Human evaluation lets you evaluate your LLM application's performance using human judgment instead of automated metrics.

⏯️ Watch a short demo of the human evaluation feature.

Why use human evaluation?

Automated metrics can't capture everything. Sometimes you need human experts to evaluate results and identify why errors occur.

Human evaluation helps you:

  • Get expert feedback to compare different versions of your application
  • Collect human feedback and insights to improve your prompts and configuration
  • Collect annotations to bootstrap automated evaluation

How human evaluation works

Human evaluation follows the same process as automatic evaluation:

  1. Choose a test set
  2. Select the versions you want to evaluate
  3. Pick your evaluators
  4. Start the evaluation

The only difference is that humans provide the evaluation scores instead of automated systems.

Single model evaluation

Start a new evaluation

  1. Go to the Evaluations page
  2. Select the Human annotation tab
  3. Click Start new evaluation

Configure your evaluation

  1. Select your test set - Choose the data you want to evaluate against
  2. Select your revision - Pick the version of your application to test
warning

Your test set columns must match the input variables in your revision.

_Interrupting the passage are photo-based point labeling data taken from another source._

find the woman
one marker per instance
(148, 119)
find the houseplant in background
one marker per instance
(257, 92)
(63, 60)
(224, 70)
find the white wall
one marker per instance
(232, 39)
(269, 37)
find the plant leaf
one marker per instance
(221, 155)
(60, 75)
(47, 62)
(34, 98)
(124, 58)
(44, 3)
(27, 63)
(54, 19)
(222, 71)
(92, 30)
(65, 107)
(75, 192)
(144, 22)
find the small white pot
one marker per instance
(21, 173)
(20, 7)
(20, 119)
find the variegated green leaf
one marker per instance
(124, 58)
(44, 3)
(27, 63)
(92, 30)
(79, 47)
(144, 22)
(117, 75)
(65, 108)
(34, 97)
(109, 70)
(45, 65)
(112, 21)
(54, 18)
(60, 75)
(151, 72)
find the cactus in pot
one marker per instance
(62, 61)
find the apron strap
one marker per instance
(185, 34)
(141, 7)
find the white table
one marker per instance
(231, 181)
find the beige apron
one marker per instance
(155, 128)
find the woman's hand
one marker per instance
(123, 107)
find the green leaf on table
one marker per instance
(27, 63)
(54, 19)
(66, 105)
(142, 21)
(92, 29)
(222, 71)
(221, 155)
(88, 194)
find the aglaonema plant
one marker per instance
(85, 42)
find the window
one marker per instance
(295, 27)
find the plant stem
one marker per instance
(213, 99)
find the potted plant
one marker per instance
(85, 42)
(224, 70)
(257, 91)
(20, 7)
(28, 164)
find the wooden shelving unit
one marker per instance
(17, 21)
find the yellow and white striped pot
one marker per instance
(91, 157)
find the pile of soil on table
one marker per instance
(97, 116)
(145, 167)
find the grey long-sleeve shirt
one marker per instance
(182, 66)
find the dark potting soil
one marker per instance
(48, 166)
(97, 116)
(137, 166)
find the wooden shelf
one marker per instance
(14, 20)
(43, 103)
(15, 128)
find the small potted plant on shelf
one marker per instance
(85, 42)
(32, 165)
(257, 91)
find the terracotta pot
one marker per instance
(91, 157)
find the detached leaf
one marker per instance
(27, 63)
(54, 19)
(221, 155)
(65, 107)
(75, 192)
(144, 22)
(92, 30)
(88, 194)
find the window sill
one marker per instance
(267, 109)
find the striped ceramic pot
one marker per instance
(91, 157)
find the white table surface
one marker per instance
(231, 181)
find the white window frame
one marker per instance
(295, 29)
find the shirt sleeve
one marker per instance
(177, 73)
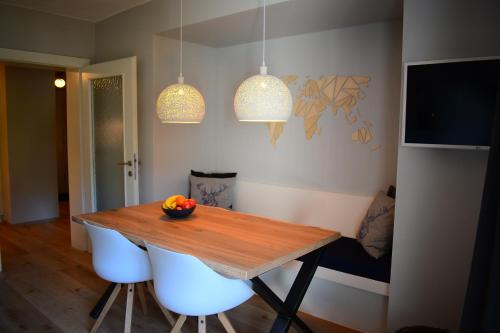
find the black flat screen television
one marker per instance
(450, 104)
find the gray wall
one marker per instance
(34, 31)
(31, 144)
(439, 191)
(330, 161)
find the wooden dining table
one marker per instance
(234, 244)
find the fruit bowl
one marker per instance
(178, 207)
(178, 214)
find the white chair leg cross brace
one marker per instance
(118, 260)
(187, 286)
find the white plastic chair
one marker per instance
(118, 260)
(187, 286)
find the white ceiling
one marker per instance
(88, 10)
(289, 18)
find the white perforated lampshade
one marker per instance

If they don't match, you'll see an error message.

  1. Choose evaluators - Select how you want to measure performance

Create evaluators (optional)

If you don't have evaluators yet, click Create new in the Evaluator section.

Each evaluator has:

  • Name - What you're measuring (e.g., "correctness")
  • Description - What the evaluator does
  • Feedback types - How evaluators will score responses

For example, a "correctness" evaluator might have:

  • is_correct - A yes/no question about accuracy
  • error_type - A multiple-choice field for categorizing mistakes

Available feedback types:

  • Boolean - Yes/no questions
  • Integer - Whole number ratings
  • Decimal - Precise numerical scores
  • Single-choice - Pick one option
  • Multi-choice - Pick multiple options
  • String - Free-text comments or notes
tip

Evaluators can include multiple related feedback types. For example:

Correctness evaluator:

  • is_correct - Yes/no question about accuracy
  • error_type - Multiple-choice field to categorize mistakes (only if incorrect)

Style adherence evaluator:

  • is_adherent - Yes/no question about style compliance
  • comment - Text field explaining why the style doesn't match (if needed)

This grouping helps you evaluate different aspects of your LLM's performance in an organized way.

Run the evaluation

After creating your evaluators:

  1. Select the evaluators you want to use
  2. Click Start evaluation
  3. You'll be redirected to the annotation interface
  4. Click Run all to generate outputs and begin evaluation

Annotate responses

For each test case:

  1. Review the input and output
  2. Use the evaluation form on the right to score the response
  3. Click Annotate to save your assessment
  4. Click Next to move to the next test case
tip

Select the Unannotated tab to see only the test cases you haven't reviewed yet.

Review results

After completing all annotations:

  • View results in the Results section
  • Compare performance with other experiments
  • Export results to CSV using Export results
  • Save annotated data as a new test set with Save test set

A/B testing evaluation

A/B testing lets you compare two versions of your application side-by-side. For each test case, you choose which version performs better.

Set up A/B testing

  1. Select two versions you want to compare
  2. Choose your test set
  3. For each test case, decide which version is better (or if they're equal)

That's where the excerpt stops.